What happens
When a Python Worker returns bytes via Response(some_bytes, ...), the first 8 bytes of the response body are overwritten with dlmalloc internal tree chunk metadata (parent pointer + index field). The remaining bytes are delivered correctly. No error is raised. This affects all consumption methods — direct HTTP, Service Bindings, etc.
- Small-to-medium payloads: corrupted 100% of the time (confirmed up to ~300KB+)
- Sufficiently large payloads: not affected (e.g. 500KB+)
- The exact threshold is not fixed — it depends on dlmalloc's heap state at deallocation time (whether the freed chunk is inserted into a tree bin or merged with the top chunk).
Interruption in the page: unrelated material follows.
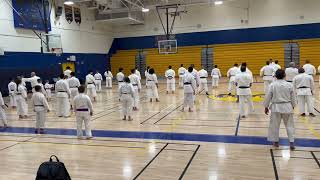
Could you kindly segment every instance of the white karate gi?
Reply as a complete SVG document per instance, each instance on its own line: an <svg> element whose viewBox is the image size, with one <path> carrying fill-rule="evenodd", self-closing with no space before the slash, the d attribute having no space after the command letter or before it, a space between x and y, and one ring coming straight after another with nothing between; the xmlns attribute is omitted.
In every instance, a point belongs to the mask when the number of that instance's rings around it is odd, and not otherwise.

The boundary varies across deployments and instances.
- Using
to_js() to copy bytes before passing to Response: not affected
Root cause
The bug is in cloudflare/workers-py, not in workerd itself.
File: packages/runtime-sdk/src/workers/_workers.py, lines 348–358 and 431–436
@contextmanager
def _get_js_body(body):
if isinstance(body, bytes):
proxy_bytes = create_proxy(body)
proxy_buffer = proxy_bytes.getBuffer()
try:
yield proxy_buffer.data # Uint8Array VIEW into WASM linear memory
return
finally:
proxy_buffer.release()
proxy_bytes.destroy()
# Line 431: "To avoid unnecessary copies we use this context manager."
with _get_js_body(body) as js_body:
js_resp = js.Response.new(js_body, **options)
getBuffer().data returns a Uint8Array view backed by WASM linear memory — not a copy. Pyodide docs state: "The toJs() API copies the buffer into JavaScript, whereas the getBuffer() method allows low level access to the WASM memory backing the buffer."
The JS Response does not eagerly copy the body. After the handler function returns, the Python bytes object's last reference is dropped, CPython frees it, and dlmalloc reclaims the underlying memory — overwriting part of it with its own bookkeeping. When the body is later consumed, the first 8 bytes have already been overwritten.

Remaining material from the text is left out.